Today, a cloud is a large group of remote servers networked to allow centralised data storage and online access to computer services or resources. Operating Systems based on internal hard disks, like Windows or Mac OS, are gradually being replaced by an OS-based cloud, especially on tablets and laptops.

Euronews spoke to high-tech analyst Gianfranco Giardina:

Gianfranco Giardina:

“This is a what’s known as a Chromebook. It looks like an ordinary notebook, where you would expect to find Windows. But its operating system has nothing to do with Windows, even though it’s done in a similar way. The big difference is that it is based almost entirely on its relationship with the cloud, with the Internet. It’s only equipped with a small amount of internal storage to save files temporarily, when you’re not connected for example, but almost everything is done in the browser when you are connected to the network.

“This kind of device follows a change in trend that we have witnessed in recent years. Until recently, our computers were filled with programs, one for each use: for writing texts, for photos etc. Now, more and more users tend only to have the operating system and the Internet with a Web browser. This way, we can access a range of content and services, which are downloaded in real time from the network.”

Claudio Rocco, euronews:

“What are the advantages and drawbacks of this technology?”

Gianfranco Giardina:

“Let’s start with the drawbacks: the first is you need to change your way of working, you can’t load your old programs, for example those that are compatible with Windows or Mac OS. The reason is that the Operating System is different. The advantage is that you have a machine that is quite cheap, very simple and that doesn’t require a large storage capacity.
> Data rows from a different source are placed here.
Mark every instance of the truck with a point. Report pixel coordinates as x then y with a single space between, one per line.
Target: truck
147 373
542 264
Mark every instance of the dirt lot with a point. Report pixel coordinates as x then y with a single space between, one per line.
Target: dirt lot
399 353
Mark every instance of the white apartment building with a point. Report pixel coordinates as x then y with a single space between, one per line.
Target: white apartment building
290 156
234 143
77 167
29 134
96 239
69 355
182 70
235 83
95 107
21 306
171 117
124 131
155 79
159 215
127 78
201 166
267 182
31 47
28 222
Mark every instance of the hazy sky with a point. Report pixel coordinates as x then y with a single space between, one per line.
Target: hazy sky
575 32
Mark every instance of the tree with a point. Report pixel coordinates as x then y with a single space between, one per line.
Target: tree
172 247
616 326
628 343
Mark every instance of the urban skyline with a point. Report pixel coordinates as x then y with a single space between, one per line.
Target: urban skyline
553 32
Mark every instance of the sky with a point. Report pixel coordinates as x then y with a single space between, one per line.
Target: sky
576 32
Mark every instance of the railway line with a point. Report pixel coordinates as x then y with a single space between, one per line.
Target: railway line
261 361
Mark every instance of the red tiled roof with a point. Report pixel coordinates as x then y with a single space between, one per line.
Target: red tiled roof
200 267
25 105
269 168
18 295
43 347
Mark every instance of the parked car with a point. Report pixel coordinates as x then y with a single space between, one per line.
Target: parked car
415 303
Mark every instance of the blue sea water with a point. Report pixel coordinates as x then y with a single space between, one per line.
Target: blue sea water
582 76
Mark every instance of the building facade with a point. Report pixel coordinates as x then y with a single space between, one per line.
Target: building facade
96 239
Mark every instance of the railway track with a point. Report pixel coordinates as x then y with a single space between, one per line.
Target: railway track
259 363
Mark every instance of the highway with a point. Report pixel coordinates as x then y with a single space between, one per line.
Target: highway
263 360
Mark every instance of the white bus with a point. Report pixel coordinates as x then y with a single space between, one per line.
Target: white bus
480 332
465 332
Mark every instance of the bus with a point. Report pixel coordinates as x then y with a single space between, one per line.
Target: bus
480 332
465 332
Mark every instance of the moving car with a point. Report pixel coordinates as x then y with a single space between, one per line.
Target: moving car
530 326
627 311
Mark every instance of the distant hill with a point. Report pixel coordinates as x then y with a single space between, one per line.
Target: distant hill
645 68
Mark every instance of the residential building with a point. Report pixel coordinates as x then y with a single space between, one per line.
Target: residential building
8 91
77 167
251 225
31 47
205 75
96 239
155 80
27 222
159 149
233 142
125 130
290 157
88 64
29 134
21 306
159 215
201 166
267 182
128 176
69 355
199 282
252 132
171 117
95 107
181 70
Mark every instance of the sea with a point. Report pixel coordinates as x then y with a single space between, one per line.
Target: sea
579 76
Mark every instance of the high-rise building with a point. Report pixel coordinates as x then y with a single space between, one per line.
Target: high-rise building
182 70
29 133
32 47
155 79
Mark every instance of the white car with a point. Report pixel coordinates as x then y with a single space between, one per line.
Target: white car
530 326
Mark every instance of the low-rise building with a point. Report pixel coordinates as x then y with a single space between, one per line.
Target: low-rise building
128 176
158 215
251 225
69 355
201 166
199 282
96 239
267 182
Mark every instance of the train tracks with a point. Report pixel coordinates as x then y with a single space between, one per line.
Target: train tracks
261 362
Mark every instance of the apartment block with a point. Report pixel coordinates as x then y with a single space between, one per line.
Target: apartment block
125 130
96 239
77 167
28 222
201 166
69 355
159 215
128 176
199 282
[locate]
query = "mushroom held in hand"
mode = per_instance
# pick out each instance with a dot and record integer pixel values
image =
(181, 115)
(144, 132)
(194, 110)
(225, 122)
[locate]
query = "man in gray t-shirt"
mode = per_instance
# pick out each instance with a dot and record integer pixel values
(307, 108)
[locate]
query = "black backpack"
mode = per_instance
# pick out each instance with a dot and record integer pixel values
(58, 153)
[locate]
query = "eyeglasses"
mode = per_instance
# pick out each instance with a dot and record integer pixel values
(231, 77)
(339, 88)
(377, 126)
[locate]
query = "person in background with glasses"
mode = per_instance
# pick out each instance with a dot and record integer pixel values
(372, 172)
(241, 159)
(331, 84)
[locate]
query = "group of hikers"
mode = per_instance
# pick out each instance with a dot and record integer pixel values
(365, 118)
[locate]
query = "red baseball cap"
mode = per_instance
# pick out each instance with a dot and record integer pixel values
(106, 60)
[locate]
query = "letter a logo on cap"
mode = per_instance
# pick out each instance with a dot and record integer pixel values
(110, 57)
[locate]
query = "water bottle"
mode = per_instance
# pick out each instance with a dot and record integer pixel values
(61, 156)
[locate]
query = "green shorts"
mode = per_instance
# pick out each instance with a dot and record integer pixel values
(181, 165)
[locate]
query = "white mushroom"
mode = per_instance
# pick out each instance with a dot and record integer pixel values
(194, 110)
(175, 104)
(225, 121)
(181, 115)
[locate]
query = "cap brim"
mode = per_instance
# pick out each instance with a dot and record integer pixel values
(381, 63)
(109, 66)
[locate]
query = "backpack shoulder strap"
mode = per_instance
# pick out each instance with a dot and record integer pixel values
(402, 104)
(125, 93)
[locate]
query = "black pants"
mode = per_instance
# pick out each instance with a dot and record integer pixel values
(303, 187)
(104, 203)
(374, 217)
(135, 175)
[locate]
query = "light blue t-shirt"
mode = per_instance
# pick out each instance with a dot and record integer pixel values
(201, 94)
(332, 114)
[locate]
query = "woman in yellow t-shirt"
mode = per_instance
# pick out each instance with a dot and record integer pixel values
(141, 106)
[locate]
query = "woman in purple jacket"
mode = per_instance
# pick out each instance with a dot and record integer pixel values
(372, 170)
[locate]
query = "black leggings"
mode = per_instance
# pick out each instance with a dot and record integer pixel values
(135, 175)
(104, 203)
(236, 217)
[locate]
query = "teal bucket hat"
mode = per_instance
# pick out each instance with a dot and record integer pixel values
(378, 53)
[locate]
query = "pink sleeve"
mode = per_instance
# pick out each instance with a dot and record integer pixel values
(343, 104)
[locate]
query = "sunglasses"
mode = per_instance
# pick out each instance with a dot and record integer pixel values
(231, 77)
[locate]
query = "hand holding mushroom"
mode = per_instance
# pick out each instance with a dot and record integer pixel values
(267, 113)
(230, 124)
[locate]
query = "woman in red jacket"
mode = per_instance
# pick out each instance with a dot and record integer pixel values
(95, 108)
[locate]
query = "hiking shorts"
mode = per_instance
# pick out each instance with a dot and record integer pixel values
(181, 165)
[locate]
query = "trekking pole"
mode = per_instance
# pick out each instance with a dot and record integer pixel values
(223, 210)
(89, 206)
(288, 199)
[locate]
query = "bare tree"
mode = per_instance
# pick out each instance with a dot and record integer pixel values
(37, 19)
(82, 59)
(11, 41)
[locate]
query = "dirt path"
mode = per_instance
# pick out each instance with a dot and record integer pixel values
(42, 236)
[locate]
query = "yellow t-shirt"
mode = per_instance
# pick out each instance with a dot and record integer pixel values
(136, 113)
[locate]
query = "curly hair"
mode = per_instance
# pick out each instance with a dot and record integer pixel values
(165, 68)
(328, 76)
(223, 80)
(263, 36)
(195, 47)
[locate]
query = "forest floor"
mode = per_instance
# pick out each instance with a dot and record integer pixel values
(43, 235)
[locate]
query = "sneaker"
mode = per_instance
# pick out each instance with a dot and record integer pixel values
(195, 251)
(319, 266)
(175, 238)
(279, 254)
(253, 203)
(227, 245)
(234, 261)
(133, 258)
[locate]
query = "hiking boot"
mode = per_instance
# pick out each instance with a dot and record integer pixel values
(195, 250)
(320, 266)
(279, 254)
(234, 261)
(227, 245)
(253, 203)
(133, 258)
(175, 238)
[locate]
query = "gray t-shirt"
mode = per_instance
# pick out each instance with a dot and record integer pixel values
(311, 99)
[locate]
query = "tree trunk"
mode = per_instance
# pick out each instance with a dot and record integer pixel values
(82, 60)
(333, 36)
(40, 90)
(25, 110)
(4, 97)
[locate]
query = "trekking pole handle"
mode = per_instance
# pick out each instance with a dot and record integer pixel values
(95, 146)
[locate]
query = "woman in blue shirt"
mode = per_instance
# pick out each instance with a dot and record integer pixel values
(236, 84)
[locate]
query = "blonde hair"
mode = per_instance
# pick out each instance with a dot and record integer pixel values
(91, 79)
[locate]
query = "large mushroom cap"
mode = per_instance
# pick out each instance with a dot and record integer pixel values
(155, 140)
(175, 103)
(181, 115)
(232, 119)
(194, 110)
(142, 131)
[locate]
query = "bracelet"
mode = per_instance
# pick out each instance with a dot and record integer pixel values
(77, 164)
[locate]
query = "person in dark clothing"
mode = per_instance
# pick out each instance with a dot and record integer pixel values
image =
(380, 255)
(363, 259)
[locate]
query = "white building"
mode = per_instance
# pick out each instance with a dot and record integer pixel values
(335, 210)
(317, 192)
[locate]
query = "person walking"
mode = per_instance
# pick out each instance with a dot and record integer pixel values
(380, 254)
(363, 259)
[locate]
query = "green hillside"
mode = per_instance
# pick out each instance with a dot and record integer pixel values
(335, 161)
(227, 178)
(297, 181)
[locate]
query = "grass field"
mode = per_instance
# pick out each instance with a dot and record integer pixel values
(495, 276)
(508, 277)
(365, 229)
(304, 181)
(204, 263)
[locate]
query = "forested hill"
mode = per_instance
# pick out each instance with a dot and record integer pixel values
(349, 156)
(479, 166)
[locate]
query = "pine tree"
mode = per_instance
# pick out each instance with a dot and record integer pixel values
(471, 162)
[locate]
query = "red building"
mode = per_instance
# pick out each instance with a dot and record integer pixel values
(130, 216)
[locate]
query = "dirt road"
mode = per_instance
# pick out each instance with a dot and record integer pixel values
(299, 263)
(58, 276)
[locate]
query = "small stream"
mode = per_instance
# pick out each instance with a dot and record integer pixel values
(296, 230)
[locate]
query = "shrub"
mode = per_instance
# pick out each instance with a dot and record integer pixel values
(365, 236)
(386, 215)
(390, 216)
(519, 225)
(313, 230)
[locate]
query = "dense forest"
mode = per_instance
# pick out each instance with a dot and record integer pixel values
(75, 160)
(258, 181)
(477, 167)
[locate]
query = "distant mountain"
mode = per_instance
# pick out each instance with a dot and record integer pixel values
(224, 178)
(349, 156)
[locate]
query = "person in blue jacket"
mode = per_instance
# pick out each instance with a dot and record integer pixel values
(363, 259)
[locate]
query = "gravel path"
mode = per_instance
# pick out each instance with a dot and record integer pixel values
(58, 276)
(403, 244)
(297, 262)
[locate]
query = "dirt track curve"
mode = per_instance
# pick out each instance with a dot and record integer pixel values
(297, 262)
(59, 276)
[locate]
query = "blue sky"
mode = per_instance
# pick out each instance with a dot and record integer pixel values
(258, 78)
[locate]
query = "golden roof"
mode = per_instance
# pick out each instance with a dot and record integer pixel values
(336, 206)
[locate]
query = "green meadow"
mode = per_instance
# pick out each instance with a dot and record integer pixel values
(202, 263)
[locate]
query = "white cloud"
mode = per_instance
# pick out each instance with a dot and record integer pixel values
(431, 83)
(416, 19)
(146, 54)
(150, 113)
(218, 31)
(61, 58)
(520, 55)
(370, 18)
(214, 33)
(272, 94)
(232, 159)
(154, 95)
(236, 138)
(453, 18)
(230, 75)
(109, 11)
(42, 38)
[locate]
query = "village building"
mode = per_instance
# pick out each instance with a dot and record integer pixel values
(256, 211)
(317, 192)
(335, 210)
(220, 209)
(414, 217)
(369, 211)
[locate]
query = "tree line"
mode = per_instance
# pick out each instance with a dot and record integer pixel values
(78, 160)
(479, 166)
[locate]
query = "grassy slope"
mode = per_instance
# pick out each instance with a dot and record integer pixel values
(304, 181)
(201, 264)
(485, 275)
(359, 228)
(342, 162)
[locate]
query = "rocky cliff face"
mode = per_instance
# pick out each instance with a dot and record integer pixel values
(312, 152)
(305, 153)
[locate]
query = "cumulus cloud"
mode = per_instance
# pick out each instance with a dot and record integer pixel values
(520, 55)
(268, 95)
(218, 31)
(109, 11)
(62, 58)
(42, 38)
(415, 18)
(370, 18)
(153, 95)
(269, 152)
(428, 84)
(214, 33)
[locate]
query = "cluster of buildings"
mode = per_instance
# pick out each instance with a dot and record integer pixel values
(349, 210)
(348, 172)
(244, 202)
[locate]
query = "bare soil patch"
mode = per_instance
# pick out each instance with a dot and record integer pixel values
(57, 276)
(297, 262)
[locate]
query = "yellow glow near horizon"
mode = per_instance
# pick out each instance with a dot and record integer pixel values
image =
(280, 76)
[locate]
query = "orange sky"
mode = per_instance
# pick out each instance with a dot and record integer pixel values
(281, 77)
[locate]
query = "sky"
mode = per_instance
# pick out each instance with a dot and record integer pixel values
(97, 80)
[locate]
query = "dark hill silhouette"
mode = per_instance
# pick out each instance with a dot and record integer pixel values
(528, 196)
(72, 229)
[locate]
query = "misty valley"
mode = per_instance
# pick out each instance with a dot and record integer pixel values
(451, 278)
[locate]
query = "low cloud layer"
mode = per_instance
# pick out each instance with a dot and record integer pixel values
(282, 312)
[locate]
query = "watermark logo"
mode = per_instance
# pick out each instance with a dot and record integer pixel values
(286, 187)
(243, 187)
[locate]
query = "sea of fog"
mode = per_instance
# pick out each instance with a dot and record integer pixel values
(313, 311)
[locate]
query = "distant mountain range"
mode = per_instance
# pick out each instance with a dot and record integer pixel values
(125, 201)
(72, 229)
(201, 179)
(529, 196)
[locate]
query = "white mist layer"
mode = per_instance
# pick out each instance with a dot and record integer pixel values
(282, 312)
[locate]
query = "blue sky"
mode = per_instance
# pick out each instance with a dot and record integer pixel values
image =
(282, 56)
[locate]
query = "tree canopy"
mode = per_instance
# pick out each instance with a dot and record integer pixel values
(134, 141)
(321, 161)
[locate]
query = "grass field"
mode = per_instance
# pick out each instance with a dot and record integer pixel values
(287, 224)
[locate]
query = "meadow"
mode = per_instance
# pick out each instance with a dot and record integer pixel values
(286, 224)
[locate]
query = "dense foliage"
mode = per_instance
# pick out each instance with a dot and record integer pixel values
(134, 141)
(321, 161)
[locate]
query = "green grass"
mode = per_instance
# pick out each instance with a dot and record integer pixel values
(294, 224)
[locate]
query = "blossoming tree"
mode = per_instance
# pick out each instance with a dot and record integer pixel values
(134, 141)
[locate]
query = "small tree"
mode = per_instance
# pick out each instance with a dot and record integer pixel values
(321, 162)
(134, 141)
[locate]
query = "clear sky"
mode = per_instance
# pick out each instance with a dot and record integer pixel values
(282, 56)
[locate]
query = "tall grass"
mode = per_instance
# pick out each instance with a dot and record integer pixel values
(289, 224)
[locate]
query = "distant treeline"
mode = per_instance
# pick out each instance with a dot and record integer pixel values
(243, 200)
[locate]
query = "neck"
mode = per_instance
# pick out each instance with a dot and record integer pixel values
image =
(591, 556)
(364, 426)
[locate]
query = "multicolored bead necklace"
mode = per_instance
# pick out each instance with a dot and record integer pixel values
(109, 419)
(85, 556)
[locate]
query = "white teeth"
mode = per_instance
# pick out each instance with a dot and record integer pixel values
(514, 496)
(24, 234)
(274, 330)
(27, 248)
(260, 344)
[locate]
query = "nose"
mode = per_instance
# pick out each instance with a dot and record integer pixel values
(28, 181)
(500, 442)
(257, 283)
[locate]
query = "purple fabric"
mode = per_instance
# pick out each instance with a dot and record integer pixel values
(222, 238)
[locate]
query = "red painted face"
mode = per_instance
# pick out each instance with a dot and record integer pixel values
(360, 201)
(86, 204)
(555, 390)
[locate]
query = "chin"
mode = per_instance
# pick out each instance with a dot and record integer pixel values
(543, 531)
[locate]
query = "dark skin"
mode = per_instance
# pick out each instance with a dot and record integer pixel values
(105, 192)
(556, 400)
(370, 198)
It allows you to do the vast majority, if not all, of what the average user needs to do.

“In the future, you will be constantly connected, wherever you are. Broadband is more and more widespread, albeit a bit patchy across Europe. Free and public hot-spots are spreading, and should continue to do so, allowing better Internet connection. So nowadays, with services increasingly being stored in the cloud, you’ll be using your PC simply as a connected object.”

The major issue is security. Hacking is a risk, of course. But on the other hand, the advantage is that your data is not physically on your computer: if you lose it, if it is stolen, or if your hard disk breaks down, you can start working again immediately on another computer.

Solar cycle path opens in Amsterdam

Back to earth now with a new solar cycle path that recently opened in Amsterdam.

Designed to capture the energy from the sun and transform it into electricity, the path is fitted with solar panels, which its designers hope will produce enough energy to power traffic lights and even electric cars.

The path is made of Lego-like modules placed underneath the concrete. The modules are covered with a layer of glass that is coated with a rough plastic to keep bikes from slipping, and which is treated against dirt.

“It would be in an area that we use anyway, so we don’t need any extra space, we do not have any disturbance for the environment, we just put it in the road that is there anyway,” says Solaroad co-inventor and developer Sten de Wit.

Still a pilot project, the path has already been slammed by one German energy magazine, which has called it a "stupid idea", saying dirt from cyclists will “dramatically reduce power production” unless it is cleaned several times a day.